XML Not good for Big Files (vs Flat Files)

C

Chris Uppal

Monique Y. Mudama wrote:

[about ASN.1]
Except that, apparently, it's not terribly well known or supported.
That does make a difference. One of the selling points of XML is that
it can allow diverse groups to share data.

Um, it is rather /widely/ used. Do you remember when someone discovered a
bunch of exploitable vulnerabilities in a commonly used ASN.1 related library
(I think it might have been a code generator that produced vulnerable code).
The list of affected products included just about every vendor of
network-related kit.

-- chris
 
C

Chris Uppal

Monique said:
I had a mental image of a toddler, er, toddling along. No idea if
that's actually what was meant. In the context of my brain, it meant
"so easy a toddler could do it."

The word's common in British English. I don't know about other
dialects/flavours.

The word "doddle" does derive from "toddle", according to the OED, where
"toddle" means the halting walk of an infant or elderly/infirm person. A
doddle, however, is just something that is easy -- as the OED puts it: "a
'walk-over'".

-- chris
 
J

Joe Attardi

Also, isn't it likely that the file would be split up?
Exactly. Any data set containing 30 million records would be grossly
inefficient in one single file, whether it be XML or otherwise.
 
B

bugbear

Homer said:
John,Smith,5555555,37 Finch Ave.

Is now:

<FirstName>John</FirstName>
<LastName>Smith</LastName>
<PhoneNum>5555555</PhoneNum>
<Address>37 Finch Ave.</Address>

In the first example is 5555555 a phone number, or
part of the address?

And, w.r.t repeating tags; 1 word. gzip.
Several applications simply use gzip'd XML
to get a good compromise.

gzip (and other compressors) are rather good
at crunching off the kind of trivial
repetition you object to.

BugBear
 
M

Monique Y. Mudama

Monique Y. Mudama wrote:

[about ASN.1]
Except that, apparently, it's not terribly well known or supported.
That does make a difference. One of the selling points of XML is
that it can allow diverse groups to share data.

Um, it is rather /widely/ used. Do you remember when someone
discovered a bunch of exploitable vulnerabilities in a commonly used
ASN.1 related library (I think it might have been a code generator
that produced vulnerable code). The list of affected products
included just about every vendor of network-related kit.

*ducks*

Okay, I guess it is widely supported. I just haven't happened to have
come across anything in my development work that ever made use of it
(that I know of). I shouldn't have generalized that to the rest of
the world.
 
M

Monique Y. Mudama

Remember that we are talking about a government here. Being only a
decade behind the times is damned impressive !

Now, now. In 1999 I worked on a US govt project (I think it was DoD, or
maybe DISA) to create an XML repository to share across govt branches.

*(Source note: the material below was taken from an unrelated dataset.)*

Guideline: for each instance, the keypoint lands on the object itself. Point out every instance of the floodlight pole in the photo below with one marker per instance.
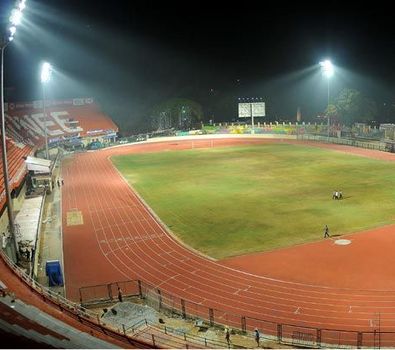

I also spent 1998 through erm, a a couple of years ago working on Java
systems for some defense related stuff. I think when we started we
were using 1.1.7, and it did take a looooong time to convince the
customer to upgrade, but after that it wasn't too hard to keep moving.
I remember getting bitten by glob imports + that new List class,
engendering a hatred of glob imports that continues to this day.

Some govt customers are very into new technology (almost to the point
of silliness -- they want to reimplement in the new stuff even if
there's no direct benefit and resources would be better spent
improving the rest of the app).
 
H

Homer

That's great. Put tones of repeating tags inside the file and make it
huge and now everybody is saying how to make it small with
Gzip/Binary,...

Third field (between delimiters; whatever it is) is phone number. Any
file has File Spec Document (unless you XML lovers has replaced it with
some XML equivalent).

When the sender and receiver are agreed on format there is no need to
repeat labels. Like what you write on postal envelop. Or you told your
wife your name is John 20 years ago. No need to wear a name tag just in
case you change your name (if you change your name tell her one more
time; sending File Spec Doc to receiver)

I am still saying I am %100 with you all that IF you are sending data
in small volume and/or receiver doesn't know about the file format
XML is the best solution. But use it as a tool to fix any problems is
going too far.

Homer
 
T

Timbo

Homer said:
I guess these responses are proving of my point. You know all that the
best solution for transferring huge files between two parties is simple
flat file that both sender/receiver have agreed upon file format and
using secure line. But you still defend adding tons of tags to a file
that both sender/receiver are familiar with the format.
My guess is that you don't really understand either my post, or
XML. It's not the FORMAT of XML, it's the fact that it contains
MEANING. So, if the sender and receiver have a shared ontology
that says that FirstName is someone's first name, then the data
<FirstName>John<FirstName> is more than just some text with the
value "John"... it is saying that "John" is his first name. So
rather than just having raw data, you have information that is
useful to the receiver. Moreso, for a third-party to use this
information, you need only to give them the shared definitions,
rather them give them the format and the meaning.
 
O

Oliver Wong

Steve Wampler said:
No problem:

<f1>John</f1>
<f2>Smith</f2>
<f3>5555555</f3>
<f4>37 Finch Ave.</f4>

There, that should make people happy :)
(Of course, given this group, maybe the tags should be in Klingon...)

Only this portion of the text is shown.